La Food and Drug Administration (FDA) de Estados Unidos está considerando seriamente obligar a los restaurantes de ese país a incluir en sus cartas el mismo tipo de información nutricional que suele encontrarse en los empaques de alimentos. Calorías, porcentajes de grasa, sodio, proteínas, etc. En lugar de salir con amigos, la gente tendrá que invitar a comer a su nutricionista.
No sorprende. Estados Unidos es el país de la información y de las admoniciones frente a todos los peligros que pueden acontecerle a un ser humano si se ríe con entusiasmo o se lava los dientes. Recuerdo haber visto alguna vez en un coche para niños una etiqueta enorme que advertía enfáticamente no plegar el aparato con el bebe adentro.
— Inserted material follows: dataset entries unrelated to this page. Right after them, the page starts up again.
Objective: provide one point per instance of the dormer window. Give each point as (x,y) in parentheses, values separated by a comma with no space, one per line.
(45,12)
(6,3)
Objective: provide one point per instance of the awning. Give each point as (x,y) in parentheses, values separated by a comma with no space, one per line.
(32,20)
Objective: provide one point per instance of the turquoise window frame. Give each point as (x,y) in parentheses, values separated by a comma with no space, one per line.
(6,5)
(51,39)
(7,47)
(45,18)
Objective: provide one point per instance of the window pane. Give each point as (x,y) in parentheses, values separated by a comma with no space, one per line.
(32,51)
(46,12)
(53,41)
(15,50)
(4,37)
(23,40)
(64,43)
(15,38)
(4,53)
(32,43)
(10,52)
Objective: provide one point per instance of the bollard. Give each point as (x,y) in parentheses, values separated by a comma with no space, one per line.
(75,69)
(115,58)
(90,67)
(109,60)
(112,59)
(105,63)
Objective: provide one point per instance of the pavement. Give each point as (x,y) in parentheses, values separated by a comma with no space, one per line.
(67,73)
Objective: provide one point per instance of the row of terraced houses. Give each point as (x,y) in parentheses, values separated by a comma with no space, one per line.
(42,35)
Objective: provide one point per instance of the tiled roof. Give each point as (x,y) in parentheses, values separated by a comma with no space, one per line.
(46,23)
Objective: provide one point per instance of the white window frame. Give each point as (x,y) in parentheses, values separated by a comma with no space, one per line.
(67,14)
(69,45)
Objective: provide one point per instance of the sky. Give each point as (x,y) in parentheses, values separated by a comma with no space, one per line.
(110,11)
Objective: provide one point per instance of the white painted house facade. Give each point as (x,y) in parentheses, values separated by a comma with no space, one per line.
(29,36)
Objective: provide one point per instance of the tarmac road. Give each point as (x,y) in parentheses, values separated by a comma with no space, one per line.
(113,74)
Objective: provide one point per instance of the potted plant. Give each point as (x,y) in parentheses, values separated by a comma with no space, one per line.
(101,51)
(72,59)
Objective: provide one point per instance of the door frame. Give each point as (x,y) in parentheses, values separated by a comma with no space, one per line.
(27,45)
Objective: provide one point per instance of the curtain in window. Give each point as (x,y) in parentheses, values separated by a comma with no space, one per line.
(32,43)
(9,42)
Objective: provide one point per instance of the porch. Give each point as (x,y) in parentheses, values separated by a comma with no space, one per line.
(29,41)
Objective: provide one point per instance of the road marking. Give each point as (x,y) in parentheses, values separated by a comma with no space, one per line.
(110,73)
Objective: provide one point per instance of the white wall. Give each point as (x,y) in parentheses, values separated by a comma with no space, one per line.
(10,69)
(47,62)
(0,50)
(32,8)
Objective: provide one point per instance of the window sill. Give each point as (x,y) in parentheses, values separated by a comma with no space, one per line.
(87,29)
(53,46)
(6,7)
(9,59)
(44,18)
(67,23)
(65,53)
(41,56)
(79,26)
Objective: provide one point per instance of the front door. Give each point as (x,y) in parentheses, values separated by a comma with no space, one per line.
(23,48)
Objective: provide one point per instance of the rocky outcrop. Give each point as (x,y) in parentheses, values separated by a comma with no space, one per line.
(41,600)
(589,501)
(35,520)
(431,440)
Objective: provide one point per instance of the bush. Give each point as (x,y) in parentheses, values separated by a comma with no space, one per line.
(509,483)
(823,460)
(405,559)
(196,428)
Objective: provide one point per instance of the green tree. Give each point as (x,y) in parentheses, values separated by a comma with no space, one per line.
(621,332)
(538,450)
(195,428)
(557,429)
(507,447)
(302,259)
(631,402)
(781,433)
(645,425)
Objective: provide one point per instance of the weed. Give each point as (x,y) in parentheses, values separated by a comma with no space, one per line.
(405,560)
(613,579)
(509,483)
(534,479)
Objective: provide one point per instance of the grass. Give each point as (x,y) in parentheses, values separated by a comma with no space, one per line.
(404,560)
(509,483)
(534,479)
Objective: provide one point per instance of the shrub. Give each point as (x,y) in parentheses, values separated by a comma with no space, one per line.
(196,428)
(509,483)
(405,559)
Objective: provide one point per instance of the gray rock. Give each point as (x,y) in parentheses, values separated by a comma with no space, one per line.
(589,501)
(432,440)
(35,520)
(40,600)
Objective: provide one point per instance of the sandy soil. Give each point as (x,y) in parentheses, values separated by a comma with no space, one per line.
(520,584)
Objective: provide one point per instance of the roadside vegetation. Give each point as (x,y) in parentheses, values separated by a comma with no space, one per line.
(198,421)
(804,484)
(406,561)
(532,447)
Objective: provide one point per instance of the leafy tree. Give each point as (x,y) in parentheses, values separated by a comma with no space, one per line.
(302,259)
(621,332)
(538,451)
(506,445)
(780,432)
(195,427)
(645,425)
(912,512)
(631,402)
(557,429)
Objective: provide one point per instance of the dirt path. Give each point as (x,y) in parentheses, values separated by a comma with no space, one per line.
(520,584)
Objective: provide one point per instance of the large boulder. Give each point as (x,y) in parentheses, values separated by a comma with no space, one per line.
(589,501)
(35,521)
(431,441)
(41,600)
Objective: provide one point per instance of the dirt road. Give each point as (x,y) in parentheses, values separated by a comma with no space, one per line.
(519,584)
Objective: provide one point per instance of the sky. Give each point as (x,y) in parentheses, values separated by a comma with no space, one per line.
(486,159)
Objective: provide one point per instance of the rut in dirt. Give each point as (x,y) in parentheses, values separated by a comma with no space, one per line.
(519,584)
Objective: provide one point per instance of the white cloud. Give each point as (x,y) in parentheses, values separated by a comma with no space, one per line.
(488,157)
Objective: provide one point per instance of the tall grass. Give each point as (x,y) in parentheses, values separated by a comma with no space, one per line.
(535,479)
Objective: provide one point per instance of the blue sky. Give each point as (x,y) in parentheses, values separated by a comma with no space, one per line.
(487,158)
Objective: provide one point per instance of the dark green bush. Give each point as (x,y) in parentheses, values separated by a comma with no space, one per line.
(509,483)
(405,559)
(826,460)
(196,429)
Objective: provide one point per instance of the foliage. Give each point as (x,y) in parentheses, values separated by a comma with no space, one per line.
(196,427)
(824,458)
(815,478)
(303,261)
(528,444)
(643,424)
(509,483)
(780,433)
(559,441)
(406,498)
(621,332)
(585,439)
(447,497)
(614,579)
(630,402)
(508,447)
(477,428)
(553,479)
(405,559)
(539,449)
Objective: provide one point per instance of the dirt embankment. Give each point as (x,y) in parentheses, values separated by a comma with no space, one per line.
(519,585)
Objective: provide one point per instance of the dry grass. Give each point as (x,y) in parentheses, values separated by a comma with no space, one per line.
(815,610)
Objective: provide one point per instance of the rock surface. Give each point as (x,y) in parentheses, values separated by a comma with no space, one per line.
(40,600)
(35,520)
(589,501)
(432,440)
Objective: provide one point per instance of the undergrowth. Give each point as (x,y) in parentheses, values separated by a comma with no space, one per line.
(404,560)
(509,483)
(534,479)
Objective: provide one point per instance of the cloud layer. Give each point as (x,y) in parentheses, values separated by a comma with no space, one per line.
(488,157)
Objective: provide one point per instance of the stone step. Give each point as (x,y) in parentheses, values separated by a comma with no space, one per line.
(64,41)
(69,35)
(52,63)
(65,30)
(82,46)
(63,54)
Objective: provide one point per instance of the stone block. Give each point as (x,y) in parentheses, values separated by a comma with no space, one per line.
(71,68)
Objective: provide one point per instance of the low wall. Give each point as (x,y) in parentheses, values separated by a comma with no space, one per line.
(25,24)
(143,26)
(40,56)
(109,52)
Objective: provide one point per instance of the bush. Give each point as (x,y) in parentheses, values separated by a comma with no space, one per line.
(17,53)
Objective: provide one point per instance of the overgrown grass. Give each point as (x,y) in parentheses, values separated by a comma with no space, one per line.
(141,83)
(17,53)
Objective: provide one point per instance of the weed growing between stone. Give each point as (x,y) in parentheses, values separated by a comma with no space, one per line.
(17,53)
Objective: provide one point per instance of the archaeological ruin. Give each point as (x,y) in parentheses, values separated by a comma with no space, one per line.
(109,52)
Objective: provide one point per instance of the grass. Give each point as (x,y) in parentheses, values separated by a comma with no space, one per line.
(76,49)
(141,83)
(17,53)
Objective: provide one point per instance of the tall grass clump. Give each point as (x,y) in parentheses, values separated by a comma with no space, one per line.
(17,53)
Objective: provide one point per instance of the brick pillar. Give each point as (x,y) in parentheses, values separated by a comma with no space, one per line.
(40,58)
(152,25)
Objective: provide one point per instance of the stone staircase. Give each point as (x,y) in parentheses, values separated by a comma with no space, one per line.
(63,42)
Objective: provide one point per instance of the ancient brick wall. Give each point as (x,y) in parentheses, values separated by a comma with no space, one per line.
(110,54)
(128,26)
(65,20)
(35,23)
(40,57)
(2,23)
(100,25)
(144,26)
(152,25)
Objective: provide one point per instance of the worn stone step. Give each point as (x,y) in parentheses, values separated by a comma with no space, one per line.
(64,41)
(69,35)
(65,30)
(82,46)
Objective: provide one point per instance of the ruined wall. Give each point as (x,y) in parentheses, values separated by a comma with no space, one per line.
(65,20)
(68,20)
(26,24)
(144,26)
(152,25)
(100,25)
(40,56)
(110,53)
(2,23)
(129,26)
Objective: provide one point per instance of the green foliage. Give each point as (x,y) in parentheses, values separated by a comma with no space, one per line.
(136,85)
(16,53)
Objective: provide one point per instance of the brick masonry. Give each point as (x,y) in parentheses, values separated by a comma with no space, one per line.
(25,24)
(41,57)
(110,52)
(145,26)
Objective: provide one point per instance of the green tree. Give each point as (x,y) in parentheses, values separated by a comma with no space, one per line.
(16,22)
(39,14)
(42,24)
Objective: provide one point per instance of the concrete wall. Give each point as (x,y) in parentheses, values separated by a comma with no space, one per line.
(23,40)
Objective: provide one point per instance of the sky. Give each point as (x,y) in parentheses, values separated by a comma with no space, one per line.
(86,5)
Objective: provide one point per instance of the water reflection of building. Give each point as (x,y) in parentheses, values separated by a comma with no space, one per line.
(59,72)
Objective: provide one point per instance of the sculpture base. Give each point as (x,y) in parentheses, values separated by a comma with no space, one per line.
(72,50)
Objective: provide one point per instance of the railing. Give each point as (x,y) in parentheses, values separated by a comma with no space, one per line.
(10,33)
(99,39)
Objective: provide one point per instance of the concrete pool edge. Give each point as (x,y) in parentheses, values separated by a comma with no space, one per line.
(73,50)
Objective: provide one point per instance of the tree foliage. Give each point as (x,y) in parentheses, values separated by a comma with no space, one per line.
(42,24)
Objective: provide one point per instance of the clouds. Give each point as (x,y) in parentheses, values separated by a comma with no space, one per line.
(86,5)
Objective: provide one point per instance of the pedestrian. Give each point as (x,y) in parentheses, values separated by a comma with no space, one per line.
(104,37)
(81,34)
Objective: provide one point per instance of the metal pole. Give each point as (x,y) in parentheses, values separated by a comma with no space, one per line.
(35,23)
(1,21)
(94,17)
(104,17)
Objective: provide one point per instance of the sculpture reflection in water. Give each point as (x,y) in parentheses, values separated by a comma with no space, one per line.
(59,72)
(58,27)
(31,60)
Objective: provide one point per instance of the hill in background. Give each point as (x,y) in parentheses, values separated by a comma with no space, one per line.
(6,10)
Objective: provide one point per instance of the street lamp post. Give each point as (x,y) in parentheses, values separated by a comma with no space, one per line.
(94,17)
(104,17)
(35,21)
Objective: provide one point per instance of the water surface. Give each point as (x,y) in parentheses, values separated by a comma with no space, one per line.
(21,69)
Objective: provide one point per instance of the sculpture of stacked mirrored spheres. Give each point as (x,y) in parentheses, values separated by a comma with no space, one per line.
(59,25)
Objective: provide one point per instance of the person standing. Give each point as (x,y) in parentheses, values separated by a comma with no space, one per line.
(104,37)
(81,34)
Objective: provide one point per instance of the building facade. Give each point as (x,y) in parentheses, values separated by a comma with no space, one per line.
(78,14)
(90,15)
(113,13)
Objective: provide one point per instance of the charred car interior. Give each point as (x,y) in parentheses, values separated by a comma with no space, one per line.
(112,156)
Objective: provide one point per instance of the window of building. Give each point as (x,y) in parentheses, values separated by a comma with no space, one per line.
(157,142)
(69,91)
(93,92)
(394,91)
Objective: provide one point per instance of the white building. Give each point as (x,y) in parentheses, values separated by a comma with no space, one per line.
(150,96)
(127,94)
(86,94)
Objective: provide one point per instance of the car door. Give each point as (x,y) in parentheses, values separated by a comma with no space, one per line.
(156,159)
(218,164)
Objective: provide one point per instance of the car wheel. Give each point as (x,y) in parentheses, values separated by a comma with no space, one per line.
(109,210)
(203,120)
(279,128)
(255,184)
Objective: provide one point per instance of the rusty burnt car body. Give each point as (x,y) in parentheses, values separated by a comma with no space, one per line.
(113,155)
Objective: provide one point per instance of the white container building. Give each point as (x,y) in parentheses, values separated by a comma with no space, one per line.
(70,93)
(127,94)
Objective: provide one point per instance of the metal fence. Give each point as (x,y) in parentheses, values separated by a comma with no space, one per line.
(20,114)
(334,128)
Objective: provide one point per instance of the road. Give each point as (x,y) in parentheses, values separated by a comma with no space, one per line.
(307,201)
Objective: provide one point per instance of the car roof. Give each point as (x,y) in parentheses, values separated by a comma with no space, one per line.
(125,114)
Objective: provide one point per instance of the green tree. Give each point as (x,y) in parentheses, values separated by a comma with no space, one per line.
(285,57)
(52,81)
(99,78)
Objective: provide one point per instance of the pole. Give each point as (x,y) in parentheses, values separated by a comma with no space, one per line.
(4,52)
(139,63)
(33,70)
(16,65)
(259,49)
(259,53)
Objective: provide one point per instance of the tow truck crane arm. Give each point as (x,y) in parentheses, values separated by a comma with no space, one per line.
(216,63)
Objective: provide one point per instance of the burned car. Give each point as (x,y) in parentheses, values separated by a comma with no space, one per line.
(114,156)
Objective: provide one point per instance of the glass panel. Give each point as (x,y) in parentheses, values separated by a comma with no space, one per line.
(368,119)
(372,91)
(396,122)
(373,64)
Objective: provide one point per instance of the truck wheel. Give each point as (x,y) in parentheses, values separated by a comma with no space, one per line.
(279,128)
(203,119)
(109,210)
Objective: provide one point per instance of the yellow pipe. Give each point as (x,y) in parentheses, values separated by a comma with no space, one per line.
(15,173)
Más allá de la anécdota, la cuestión de fondo es clara: ¿hasta dónde es permisible que el Estado se inmiscuya en cuidar a la gente de sí misma? Piense, por ejemplo, en la regulación asociada a la venta de cigarrillos. Las tímidas advertencias iniciales dieron paso luego a las fotos espeluznantes en las cajetillas y ahora se discute si no sería mejor que los empaques sean genéricos, sin colores ni logos ni nada.
El tabaco es un caso extremo, porque la reprobación social a su consumo aumenta cada día más. Pero los defensores de los consumidores quisieran aplicar esa misma lógica a todo lo que pudiese ser peligroso. Cuando se trata de cuidar a las personas de los daños que pueden hacerse a ellas mismas, las autoridades no conocen límites.
En el Congreso de Chile se desestimó hace poco la “ley del salero”. Una iniciativa legislativa que prohibía a los restaurantes dejar sobre la mesa los saleros y solo ponerlos a disposición de los clientes que específicamente los pidiesen.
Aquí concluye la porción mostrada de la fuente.